In an article by Bloomfire, they suggest conducting stay interviews to understand why people stay, what is working for them, and what they’d like to improve. Perhaps the information they give you could lead to better employee retention for your company.
Another thing to consider is creating an anonymous feedback form. Let’s be honest, not everyone is going to say what they really think when their boss is right in front of them. It’s important to realize that some feedback is going to be negative, but that’s okay. Recognizing and fixing the problem earlier is always better than later. This will be especially important when companies start their transitions back to the office. Hearing employee feedback on the process and organization will be key in knowing if what you’re doing is effective and keeping them safe.

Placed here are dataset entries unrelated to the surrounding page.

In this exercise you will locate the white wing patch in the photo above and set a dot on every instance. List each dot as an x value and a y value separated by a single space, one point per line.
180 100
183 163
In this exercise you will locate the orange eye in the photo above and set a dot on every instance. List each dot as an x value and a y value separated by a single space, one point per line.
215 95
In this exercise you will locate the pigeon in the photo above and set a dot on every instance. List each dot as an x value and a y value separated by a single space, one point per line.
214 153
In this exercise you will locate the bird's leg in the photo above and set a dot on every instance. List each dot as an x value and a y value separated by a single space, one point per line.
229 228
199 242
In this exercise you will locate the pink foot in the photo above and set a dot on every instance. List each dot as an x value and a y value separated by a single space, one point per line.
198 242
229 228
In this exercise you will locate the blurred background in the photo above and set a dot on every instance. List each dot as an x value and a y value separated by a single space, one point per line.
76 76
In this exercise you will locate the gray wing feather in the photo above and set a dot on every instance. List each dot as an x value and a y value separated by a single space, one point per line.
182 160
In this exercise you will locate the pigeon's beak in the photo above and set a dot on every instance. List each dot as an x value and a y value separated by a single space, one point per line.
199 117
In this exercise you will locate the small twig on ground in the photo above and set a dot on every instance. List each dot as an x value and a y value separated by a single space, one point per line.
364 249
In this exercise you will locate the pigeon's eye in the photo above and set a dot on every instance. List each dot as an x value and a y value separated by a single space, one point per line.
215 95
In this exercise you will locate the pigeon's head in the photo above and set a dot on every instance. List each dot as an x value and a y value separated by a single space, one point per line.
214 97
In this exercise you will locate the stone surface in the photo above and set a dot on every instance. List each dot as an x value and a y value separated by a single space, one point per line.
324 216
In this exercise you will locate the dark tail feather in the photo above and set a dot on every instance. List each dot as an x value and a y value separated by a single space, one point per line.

4. Keep Workflows Transparent
Whether a big project is coming up or you’re working on day-to-day tasks, workflow transparency is super important to mitigate any miscommunications. Does the team know the project deadline? Who is responsible for what parts? When do they need to send it off to the next team member? At one point or another we’ve all been a part of a group or project where nothing seems to be nailed down and no one really knows what they’re supposed to be doing. It’s frustrating, to say the least.
Clearly and concisely communicating expectations and workflows early on will give your employees a more positive working experience. Not to mention they’re more likely to produce better work as a result. To further streamline communication, utilize programs like Trello or Asana to keep track of projects and collaboration. These services send alert updates and make it easier to track progress as projects move forward. With people soon to be both in the office and remote, clear communication regarding projects has the potential to get messy in the coming months.
5. Stay Consistent
Employees need consistency to work productively. If they’re constantly trying to figure out a new workflow or operation, then they aren’t focused on innovation and collaboration. While it’s good to change things up every now and again for the sake of company growth, the way that it’s communicated needs to be consistent every time. Don’t leave them to figure most of it out on their own. Properly train and educate them on the new change.
Also, be consistent in your expectations. Do your employees know what you expect to see from them in their work? Have you been communicating check-ins and deadlines? For an employee, one of the most frustrating things is finding out your employer or supervisor wanted something completely different for a project. Not only is that defeating, but now the project isn’t going to meet its deadline because of inconsistent communication.
As things become a little more transitional in this next half of 2021, keep these tips in mind when thinking about your internal communication. Even if you’re implementing most of these things already, it’s always good to check-in and reevaluate your company culture. Successful communication is at the core of every successful company.